Getting Into Alignment

Where does this misalignment on risk come from? The IIA report proposes two possible causes (emphasis added by me):

"Boards may be failing to critically question information brought to them by executive management due to either receiving insufficient information or from limitations in their own competencies to understand and evaluate risks. The finding also suggests executive management may not be fully transparent with the board about risks and their own reservations about their organizations’ ability to manage them."

OK, none of that is good. But for risk management professionals looking to have a conversation with their boards about program effectiveness, it’s a place to start. 

First, does your board really have the right people, and the right structure? Corporate governance theorists talk constantly about the need for a group of directors who are diverse both in demographics and in expertise. 

...start by (delicately) asking the board about how confident directors are in their own expertise for issues the company faces. 

Well, this is why. Lack of diversity can lead to groupthink, where a homogeneous board sits waiting for management to spoon feed it the next quarterly briefing book. There’s no skilled, probing look at risk assessment, or thoughtful discussion of risk tolerance. So start by (delicately) asking the board about how confident directors are in their own expertise for issues the company faces. 

Second, does the company have good escalation procedures? That gets to the “receiving insufficient information” part mentioned above. The good news is that boards do worry about escalation — or, more accurately, they worry that the corporate culture doesn’t encourage timely escalation of risks

Compliance and risk officers can ask board directors what risk information they want. At the same time, CCOs and CROs should also be clear about the information you believe the board should have, and the processes in place to generate that information.  

Third, does management speak in a unified way about risk? That’s not to say all senior executives must parrot the party line to the board at all times. Disagreement is fine, and even healthy — so long as those disagreements are explored in a collegial, seeking-the-best-path-forward manner. 

Trouble emerges when different executives spin different narratives about risk, and the management of risk, to the board. That’s the “management may not be fully transparent” part mentioned above. When disagreements are transparent, it’s debate. When they’re not, it’s subterfuge.

Fourth, does the company have a single, trusted source of risk information? The best way to quash misleading narratives about risk management is to draw from a single, complete, accurate source of information about risk. 
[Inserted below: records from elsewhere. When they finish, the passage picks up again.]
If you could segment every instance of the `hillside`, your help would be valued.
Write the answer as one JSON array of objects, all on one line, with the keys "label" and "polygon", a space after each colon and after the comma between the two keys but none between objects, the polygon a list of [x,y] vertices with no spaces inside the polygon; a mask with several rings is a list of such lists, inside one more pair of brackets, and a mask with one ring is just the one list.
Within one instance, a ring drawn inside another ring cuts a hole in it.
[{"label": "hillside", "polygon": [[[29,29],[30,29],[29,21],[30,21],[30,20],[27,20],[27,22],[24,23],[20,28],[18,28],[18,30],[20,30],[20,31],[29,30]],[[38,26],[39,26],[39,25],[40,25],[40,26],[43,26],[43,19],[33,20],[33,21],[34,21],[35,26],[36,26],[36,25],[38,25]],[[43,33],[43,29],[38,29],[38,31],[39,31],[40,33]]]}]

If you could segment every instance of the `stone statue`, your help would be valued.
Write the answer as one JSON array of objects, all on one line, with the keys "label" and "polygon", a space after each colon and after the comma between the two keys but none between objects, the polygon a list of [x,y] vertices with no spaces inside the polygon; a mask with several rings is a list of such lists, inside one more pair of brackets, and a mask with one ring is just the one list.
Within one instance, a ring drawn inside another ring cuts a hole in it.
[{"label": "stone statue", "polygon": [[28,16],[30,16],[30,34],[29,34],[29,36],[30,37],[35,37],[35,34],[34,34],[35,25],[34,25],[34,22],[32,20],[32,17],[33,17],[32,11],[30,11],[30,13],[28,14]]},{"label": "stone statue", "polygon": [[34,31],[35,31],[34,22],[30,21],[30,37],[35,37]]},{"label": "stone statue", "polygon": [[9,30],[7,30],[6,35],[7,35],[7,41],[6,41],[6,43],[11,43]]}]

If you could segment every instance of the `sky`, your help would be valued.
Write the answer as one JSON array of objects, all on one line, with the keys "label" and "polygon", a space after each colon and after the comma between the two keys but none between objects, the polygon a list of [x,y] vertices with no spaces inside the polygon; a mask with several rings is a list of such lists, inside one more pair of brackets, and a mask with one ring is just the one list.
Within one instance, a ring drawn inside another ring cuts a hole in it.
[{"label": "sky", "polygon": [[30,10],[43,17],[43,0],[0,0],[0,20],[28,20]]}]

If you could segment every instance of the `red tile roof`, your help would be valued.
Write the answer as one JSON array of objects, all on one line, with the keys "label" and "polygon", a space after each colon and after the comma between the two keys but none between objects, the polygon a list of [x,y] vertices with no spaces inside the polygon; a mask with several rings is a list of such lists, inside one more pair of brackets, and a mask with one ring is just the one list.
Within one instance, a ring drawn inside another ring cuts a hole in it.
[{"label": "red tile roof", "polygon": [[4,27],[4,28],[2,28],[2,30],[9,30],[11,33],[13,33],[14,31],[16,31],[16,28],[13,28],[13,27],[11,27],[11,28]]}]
Sure, executives might still disagree about the correct interpretation of that data, but it’s much harder to spin up entirely new narratives (read: baloney) about risk management when everyone can see the same pool of underlying data. 

Read More: The Unfiltered Truth Necessary for Effective Corporate Governance

Will those questions solve all the misalignment about risk? No. But they do put board and management on a path toward reaching consensus — and that’s the key to closing that confidence gap to zero.